Facebook has come under fire after German Newspaper SZ-Magazin revealed internal secret rules of deletion that show the platform flagging up the content as hate speech if it doesn’t abide to bizarre mathematical formulas.
The newspaper has acquired internal documents created by the department at Facebook that sets the rules of deletion.
According to the paper “these rules are then often applied by external service providers, such as the Bertelsmann subsidiary Arvato in Berlin. Employees attend internal training workshops where they learn what should be deleted and what shouldn’t.”
The documents show that Facebook actively tries to fight so-called hate speech on their platform, coining “protected categories” that help to define when the speech is hateful.
However, despite Facebook taking an active stance in combating hate speech, it allows some forms of hate speech.
There are sub-categories that enjoy some protection. These include age, employment status, continent of origin, social status, appearance, political affiliation, and religions.
Despite these categories having some protection in theory, Facebook users are generally allowed to speak badly about them as long as it doesn’t include condemning actual people for being part of them.
Also, a “protected category” combined with another “protected category” will result in another category which, if spoken badly, can lead to censorship.
For instance, writing “Irish women are dumb,” which includes both “national origins” and “sex” categories, will break the community rules, meaning that such a post would be deleted.
But a post saying “Irish teenagers are dumb” won’t break the community rules, because a combination of a protected category with an unprotected category results in an unprotected category, thus is allowed.

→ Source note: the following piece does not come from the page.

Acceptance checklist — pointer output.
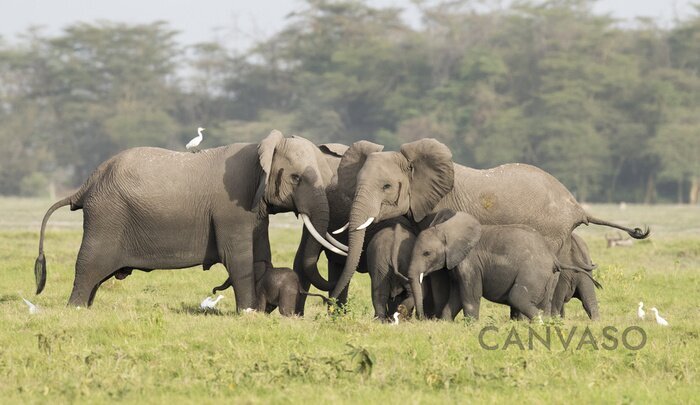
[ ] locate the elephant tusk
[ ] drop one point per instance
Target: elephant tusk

The internal documents related to migrants and refugees also raise questions about how well the rules are enforced.
For example, writing “fucking Muslims” is prohibited because religious affiliation is a protected category. However, writing “fucking migrants” is allowed, as “migrant” isn’t a category Facebook wants to protect.
The rule claims that advocating hate against migrants is allowed under certain circumstances: posts saying “migrants are dirty” are allowed, while “migrants are dirt” aren’t.
The revelations by the newspaper also expose the dire conditions in which Facebook moderators work. According to the paper, 600 people in Berlin are working for as little as the minimum wage. Some anonymously complained that they are inadequately prepared. Struggling to comprehend the ill-defined rules of moderation, they feel stressed and overloaded.